Roofs leak because of thermal growth and shrinkage as you travel through different regions. However, did you know that strengthened TPO can deal with these occurrences?

Furthermore, because TPO is UV-resistant, it is ideal for taking a trip to a more humid destination. It also helps that it is white. TPO keeps your RV cooler since the white shade reflects hotness, allowing the RV to cool quicker.

It’s also possible to customize the color of your roof with TPO because it comes in practically any shade.

Besides that, TPO is recognized for its energy efficiency because it retains the heat and cold longer than other materials. This saves you a significant amount of energy in air heating and conditioning.

TPO installation costs are much lower due to its lightness, and only one piece is needed to shelter the whole RV.

The Downsides of TPO RV Roof


Unfortunately, there is inconsistency in the quality of various products. You may buy the same thing at the same price from two different producers and get two quite different items in terms of quality. Simply, the quality of the TPO RV Roof is inconsistent.

Another downside of using TPO for a roof is that the thickness of the material might fluctuate. Because of the variety in thicknesses, some people believe that thicker products will last longer.

Regardless of depth, the TPO material wears down and degrades at the same rate. A laminate cover is also required for thermoplastic polyolefin. If it does not have this cover, weakness and cracks can quickly appear in the roofing material.

Because the TPO rubber rolls are rather narrow in width, more seams will contract and expand, causing cracks and leaks in the roof and possibly allowing water to enter.

Why Go for a Fiberglass RV Roof

Fiberglass is a roofing fabric that maintains the smooth running of our motorhome. It also makes it leak-free. Glass fiber, which is known for being a favorable material for generations, is used to make fiberglass.

Fiberglass was originally glass wool with threads that entrapped lots of gas, allowing it to be utilized as a heat-proofing object under severe temperatures.

The strengthening of numerous fiberglass layers creates a robust structure that is both more expensive and heftier than other rubber-based roofing components such as EPDM and TPO.

However, fiberglass outperforms rubber roofs every time in terms of longevity, strength, and the requirement for care.

You can overlook your glass fiber roof soon after installation because it does not require frequent repairs and maintains good RV insulation, ensuring hotness in the winter and freshness in summer.

Furthermore, fiberglass inflates and contracts with the environment, letting us travel to various climate regions around the country without fretting about wear and tear issues.

A Few Setbacks of a Fiberglass RV Roof

One of the few setbacks a fiberglass RV roof has is that it is costly to repair a damaged fiberglass roof. It is frequently cheaper to replace sections than to fix them, and the time estimate quickly increases in this case.

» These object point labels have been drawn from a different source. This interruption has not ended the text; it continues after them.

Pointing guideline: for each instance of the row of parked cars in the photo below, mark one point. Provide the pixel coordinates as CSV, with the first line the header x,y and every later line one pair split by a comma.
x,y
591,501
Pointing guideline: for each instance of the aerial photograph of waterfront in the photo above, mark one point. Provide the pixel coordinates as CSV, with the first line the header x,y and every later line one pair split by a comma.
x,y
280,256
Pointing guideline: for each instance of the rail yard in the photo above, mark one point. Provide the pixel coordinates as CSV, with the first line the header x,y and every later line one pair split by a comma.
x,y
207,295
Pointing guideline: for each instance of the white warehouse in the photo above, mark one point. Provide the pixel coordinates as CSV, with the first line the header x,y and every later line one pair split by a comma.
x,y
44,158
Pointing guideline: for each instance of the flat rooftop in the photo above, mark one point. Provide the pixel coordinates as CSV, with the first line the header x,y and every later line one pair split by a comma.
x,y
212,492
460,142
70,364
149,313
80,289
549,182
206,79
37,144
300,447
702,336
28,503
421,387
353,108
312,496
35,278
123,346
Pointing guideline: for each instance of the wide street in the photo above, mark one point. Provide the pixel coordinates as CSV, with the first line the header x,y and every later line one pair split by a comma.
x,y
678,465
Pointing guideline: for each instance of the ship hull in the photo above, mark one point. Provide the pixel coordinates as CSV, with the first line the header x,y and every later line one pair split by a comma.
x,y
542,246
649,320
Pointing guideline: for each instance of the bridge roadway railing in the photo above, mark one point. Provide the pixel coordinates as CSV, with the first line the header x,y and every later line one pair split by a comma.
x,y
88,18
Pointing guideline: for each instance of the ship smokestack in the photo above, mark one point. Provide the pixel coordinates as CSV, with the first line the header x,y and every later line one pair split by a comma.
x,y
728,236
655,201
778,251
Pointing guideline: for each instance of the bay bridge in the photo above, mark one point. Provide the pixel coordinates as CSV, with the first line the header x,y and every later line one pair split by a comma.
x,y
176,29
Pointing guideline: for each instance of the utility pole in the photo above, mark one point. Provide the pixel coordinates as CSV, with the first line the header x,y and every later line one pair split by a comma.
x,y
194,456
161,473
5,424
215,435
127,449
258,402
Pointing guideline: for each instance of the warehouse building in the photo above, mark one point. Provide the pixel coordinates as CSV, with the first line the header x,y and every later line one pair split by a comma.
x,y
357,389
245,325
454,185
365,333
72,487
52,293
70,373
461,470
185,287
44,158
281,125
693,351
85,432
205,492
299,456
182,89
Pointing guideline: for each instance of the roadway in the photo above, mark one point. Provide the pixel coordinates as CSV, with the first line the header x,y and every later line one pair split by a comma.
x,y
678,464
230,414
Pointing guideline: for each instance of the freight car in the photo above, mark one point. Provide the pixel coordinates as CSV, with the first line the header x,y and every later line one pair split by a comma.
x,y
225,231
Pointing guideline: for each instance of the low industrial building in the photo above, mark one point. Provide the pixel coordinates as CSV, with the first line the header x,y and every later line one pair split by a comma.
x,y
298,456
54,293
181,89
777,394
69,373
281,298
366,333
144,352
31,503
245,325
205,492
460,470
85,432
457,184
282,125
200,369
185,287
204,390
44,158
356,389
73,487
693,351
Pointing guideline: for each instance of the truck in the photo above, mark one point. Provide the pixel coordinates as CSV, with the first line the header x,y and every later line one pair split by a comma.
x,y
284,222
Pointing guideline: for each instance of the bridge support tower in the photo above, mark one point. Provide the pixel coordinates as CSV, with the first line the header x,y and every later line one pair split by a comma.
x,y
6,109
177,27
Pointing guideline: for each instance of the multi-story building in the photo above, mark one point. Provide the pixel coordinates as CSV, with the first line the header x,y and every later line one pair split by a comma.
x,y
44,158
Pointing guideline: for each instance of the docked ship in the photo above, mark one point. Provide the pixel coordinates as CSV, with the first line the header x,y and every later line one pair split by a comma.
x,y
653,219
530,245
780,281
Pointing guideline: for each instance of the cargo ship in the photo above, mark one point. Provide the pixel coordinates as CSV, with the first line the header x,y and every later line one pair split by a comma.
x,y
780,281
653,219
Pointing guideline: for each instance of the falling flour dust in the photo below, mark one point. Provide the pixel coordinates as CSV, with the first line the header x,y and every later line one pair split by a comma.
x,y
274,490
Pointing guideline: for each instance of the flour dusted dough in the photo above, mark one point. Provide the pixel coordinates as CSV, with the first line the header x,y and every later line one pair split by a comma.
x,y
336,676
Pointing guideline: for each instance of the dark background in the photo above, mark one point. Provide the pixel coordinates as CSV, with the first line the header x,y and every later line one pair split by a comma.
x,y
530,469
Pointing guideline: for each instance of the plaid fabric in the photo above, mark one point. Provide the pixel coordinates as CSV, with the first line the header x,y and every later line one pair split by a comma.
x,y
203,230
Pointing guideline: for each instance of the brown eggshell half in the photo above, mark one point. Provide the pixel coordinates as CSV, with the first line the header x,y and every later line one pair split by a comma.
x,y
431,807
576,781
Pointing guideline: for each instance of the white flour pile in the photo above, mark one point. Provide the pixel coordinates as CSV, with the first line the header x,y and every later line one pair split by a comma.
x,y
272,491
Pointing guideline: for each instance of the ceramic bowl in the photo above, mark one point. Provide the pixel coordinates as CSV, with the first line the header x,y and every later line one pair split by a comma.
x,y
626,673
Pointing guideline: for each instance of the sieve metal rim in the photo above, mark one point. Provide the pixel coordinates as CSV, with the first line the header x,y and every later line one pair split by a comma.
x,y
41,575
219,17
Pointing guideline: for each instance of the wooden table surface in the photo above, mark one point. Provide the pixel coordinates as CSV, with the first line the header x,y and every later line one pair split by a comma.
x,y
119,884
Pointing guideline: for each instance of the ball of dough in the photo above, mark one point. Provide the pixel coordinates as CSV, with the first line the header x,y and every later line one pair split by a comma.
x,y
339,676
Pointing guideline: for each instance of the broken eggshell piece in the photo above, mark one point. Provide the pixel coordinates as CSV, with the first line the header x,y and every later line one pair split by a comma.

Another important setback of using fiberglass as a roof is that it is not heat-resistant. When exposed to extreme heat, fiberglass will create thermal splits, requiring quick repair.

Is It Good to Consider Other Options

If you love something rugged, then TPO might not be a favorable option. Manufacturers are still experimenting with TPO material to boost its durability. The improvement might hit the market in the near future, but while waiting, it won’t hurt to consider other options, too.

To know more about other options, you can watch this video.


That’s everything you need to know about TPO vs Fiberglass RV Roof. So, carefully assess and weigh out which material suits your RV better. In choosing, you must always consider the cost, durability, and quality.

  • Both TPO and Fiberglass have different upsides and downsides. People consider fiberglass to be superior to TPO, but it is more expensive for most people.
  • Fiberglass is known for its longevity and strength. It also requires less maintenance than TPO.